Clubs gathered via conference call at 9.30am this morning for their weekly get-together but were unable to agree a united position and will convene again in the next few days.
Most third-tier clubs appear to want the season to close now as the financial implications of bringing players out of furlough to complete fixtures behind doors with no matchday income could threaten the survival of many of them.
However, a six-strong group just outside the automatic-promotion positions made up of Oxford United, Peterborough United, Fleetwood Town, Portsmouth, Sunderland and Ipswich Town are pressing for the remaining matches to be played.
If the season is called off, clubs are expected to vote on whether promotions and relegations should take place.
Speaking before today's meeting, Millers manager Warne said: "If any other chairman or owner or manager or fan was in the top two, like we are, they would hugely expect and want to go up.

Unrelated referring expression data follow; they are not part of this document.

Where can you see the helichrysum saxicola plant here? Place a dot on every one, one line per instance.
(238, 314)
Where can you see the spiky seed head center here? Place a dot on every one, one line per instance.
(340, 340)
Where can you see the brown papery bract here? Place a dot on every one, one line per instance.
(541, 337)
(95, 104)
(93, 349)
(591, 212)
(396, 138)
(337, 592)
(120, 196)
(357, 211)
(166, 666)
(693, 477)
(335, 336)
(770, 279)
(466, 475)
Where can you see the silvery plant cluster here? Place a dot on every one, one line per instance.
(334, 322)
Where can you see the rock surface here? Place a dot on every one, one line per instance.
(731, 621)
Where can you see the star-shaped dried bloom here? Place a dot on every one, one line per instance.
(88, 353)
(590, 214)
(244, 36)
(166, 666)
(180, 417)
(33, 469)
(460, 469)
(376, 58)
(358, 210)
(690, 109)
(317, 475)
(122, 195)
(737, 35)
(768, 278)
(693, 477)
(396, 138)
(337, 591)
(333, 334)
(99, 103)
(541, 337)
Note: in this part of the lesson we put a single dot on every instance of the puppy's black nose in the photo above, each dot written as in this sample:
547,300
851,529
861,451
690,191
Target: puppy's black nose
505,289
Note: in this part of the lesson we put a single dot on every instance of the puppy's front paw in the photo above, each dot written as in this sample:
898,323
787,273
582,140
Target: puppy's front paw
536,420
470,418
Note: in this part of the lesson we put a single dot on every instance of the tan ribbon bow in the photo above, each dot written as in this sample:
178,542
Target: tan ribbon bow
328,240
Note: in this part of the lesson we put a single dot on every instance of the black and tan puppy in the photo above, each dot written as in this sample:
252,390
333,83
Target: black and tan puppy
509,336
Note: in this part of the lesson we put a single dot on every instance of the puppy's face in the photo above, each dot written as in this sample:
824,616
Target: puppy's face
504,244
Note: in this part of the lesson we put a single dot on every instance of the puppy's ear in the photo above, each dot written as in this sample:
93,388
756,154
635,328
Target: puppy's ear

"I do understand the pressures facing the teams below us and why they might be against it.
"Maybe the two clubs in automatic places could go up and the other six teams in the top eight could play it out at St George’s Park or Wembley or somewhere over a five-day period or something for the third promotion spot.
"I don’t think clubs just outside the top two are angry with the EFL or the PFA. They’re just frustrated that they can’t finish a good season. It’s a difficult one. Whichever way it goes, there are people who aren’t going to be happy.
"Opinions on how the league should end are polarised depending on the club you support. The situation needs strong leadership to bring it to a conclusion
"It will upset some yet in a year’s time ... well, people won’t have forgotten about - I don’t mean it as flippantly as that - but things will have moved on."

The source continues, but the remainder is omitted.